JOHN CHUCKMAN REVIEW OF WILLIAM MANCHESTER’S THE LAST LION

William Manchester died before finishing his massive three-volume biography of Winston Churchill, having completed Visions of Glory - Churchill’s childhood, military career, and early politics - and Alone, covering the period of relative political inactivity from 1932 to the start of World War II.

This is a biography which covers both Winston’s personal life and political career.

The first volume of the set is gripping, Manchester having a subject of almost unparalleled interest, a bright but very difficult child who finally finds his place as a soldier and uses his family connections – his father being a descendent of the Duke of Marlborough – to gain assignments in zones of danger from fighting on the frontiers of Afghanistan to fighting the Boers in South Africa. His adventures in faraway realms of the Empire are absolutely absorbing, sort of Boy’s Own stuff for adults. Churchill was almost fearless and often extremely lucky. He also later served as a brave officer on the front in the Great War.

Manchester’s style is clear and direct, but there are times he enters into subject areas I prefer he hadn’t, as speculations on Winston’s sexuality or rather lack of it, but Manchester had a remarkable memory and did extensive research so that all kinds of interesting little facts are scattered through the text. He also follows the custom of periodically giving little vignettes of the kind of events which were happening at the time.

Churchill’s childhood was not one anyone would envy, despite the wealth and privilege and great connections with history. His father, who died fairly early, was one of the most promising men in Parliament, having been marked out as a future Prime Minister. However, he simply did not like Winston, and theirs was a cold and often unpleasant relationship. His mother was a handsome East Coast American from a well-off family, a woman who was regularly unfaithful to her husband and reportedly even slept with the future king. She simply had no time or even interest in Winston, although there was some change when Winston’s father died.

Winston had a temperament as a boy reminding me of several historical figures who simply could not get on well in school and yet were immensely successful later, Einstein coming first to mind. Winston’s brilliance was evident to teachers but his application was slim to non-existent.
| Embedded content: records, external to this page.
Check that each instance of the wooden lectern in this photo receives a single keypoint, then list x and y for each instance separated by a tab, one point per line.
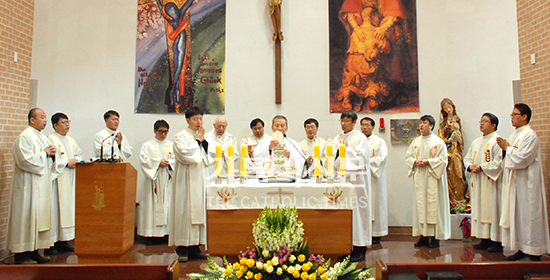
105	208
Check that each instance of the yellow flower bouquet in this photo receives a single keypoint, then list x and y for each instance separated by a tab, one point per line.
280	253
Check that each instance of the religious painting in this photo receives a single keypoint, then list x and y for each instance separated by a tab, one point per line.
373	56
403	131
180	56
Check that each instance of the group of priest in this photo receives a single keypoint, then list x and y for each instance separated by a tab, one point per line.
507	191
508	200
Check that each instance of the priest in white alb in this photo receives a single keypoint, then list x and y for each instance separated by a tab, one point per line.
257	126
378	155
157	163
524	218
30	218
357	172
187	225
63	196
292	155
427	161
484	174
110	141
225	139
311	127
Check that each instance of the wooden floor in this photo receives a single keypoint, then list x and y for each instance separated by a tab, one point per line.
391	250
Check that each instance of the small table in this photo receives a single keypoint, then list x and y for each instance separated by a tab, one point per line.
325	210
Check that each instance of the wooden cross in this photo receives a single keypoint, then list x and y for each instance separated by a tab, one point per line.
280	192
275	11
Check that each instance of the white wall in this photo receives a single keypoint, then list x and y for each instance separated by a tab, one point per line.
84	61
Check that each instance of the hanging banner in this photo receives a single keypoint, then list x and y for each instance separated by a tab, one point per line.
180	56
373	56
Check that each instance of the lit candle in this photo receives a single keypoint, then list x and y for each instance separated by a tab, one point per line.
218	170
244	155
342	155
231	160
317	159
330	160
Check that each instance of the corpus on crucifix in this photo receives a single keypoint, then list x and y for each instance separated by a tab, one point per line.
275	11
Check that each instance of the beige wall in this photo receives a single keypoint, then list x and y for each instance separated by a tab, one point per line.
16	34
534	38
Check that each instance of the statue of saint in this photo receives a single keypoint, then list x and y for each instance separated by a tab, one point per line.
450	132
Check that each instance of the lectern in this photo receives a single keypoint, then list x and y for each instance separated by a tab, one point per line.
105	208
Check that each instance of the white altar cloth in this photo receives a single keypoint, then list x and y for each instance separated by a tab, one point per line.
305	194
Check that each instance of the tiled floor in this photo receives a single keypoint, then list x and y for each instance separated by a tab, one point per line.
398	250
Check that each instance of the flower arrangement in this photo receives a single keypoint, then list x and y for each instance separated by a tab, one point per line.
281	253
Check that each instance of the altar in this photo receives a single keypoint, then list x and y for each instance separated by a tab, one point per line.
325	209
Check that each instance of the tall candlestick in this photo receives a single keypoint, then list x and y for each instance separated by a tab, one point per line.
244	155
330	160
230	160
218	162
317	159
342	155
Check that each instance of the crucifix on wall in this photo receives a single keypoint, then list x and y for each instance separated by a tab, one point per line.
275	11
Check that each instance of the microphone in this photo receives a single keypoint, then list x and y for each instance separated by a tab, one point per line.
101	150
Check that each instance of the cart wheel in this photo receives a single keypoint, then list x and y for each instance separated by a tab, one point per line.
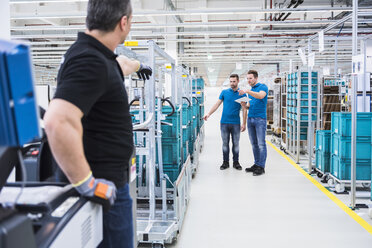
330	182
340	188
366	185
I do think Manchester goes out of his way at times trying to justify some of Winston’s schemes such as the disastrous Dardanelles campaign in World War I, an event over which others have roundly condemned Churchill. He is clearly in his subject’s corner, something I generally prefer to hostile biographers, but still it is worth pointing out that he is at times a bit excessive in this.
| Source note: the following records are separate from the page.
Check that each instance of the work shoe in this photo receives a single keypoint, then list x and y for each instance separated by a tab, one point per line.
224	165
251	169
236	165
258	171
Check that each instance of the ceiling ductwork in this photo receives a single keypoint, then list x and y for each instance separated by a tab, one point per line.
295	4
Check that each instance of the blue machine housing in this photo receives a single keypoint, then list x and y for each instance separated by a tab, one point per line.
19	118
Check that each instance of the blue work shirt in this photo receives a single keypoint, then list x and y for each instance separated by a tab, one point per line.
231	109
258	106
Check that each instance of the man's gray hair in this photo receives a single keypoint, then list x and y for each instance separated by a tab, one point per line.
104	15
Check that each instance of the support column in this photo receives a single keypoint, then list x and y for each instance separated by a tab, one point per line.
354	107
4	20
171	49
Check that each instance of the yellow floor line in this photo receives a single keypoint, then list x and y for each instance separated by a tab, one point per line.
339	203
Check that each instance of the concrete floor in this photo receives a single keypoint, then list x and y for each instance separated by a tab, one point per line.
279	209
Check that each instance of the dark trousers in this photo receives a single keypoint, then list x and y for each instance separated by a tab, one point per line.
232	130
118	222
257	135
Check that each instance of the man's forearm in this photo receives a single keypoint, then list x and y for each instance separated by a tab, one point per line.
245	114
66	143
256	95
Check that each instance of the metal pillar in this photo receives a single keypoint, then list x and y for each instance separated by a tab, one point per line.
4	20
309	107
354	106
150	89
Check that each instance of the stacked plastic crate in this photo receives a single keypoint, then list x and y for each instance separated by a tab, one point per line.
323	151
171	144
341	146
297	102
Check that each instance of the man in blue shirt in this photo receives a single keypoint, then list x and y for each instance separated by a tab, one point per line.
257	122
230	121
The second volume is less interesting, and there are two reasons for this. First, it is simply a much less engaging chapter in Winston’s life, but, second, I think Manchester plays too strongly on the word “appeasement,” even offering up a definition early on. The word and its variants, such as “appeasers,” are repeated over and over in the text, communicating to me the chilling tone of Right-wing American language.

After all, Americans barely were scratched in World War I while Europe experienced what was to that time the greatest, most pointless carnage in history. Efforts to stop a repeat of that vast horror only twenty years later remain to me not contemptible. In general, too, it was less the appeasers that eased Hitler’s path than it was a French government, in possession of the strongest army in Europe by far during the early thirties, which was unstable and uncertain and failed in the simplest, almost bloodless acts such as opposing the re-occupation of the Rhineland.
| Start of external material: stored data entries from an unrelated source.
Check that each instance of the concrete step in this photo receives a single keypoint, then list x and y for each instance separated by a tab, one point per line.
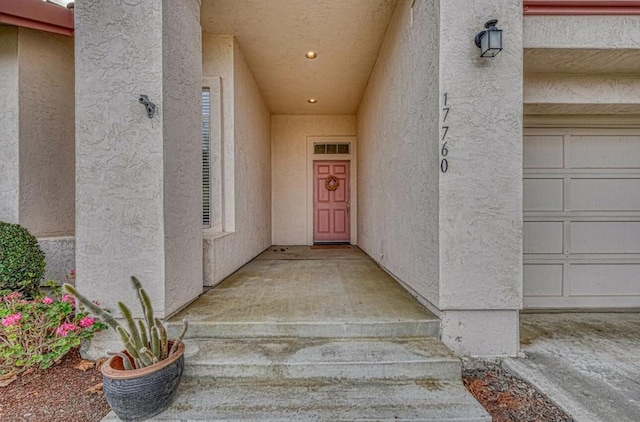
345	358
353	328
321	400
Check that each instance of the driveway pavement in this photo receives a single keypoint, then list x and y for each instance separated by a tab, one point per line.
587	363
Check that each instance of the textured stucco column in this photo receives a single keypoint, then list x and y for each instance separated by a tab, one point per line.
138	180
9	126
481	193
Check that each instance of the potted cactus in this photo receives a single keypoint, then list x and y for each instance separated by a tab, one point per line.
140	381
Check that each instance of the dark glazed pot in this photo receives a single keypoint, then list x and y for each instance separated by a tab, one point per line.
142	393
The second volume does have some nice tableaux of Winston, from his painting, which became a major hobby, to his trudging around the estate in overalls building brick walls for his gardens.

Churchill was extraordinary, and this biography captures a good deal of the flavour or tone of the man. It is recommended for students of history, leadership, world affairs, politics, psychology, and those who love a good biography.

Apparently, Manchester, before he died, selected a writer, Paul Reid, to finish the third volume. The last I read it was due in 2011.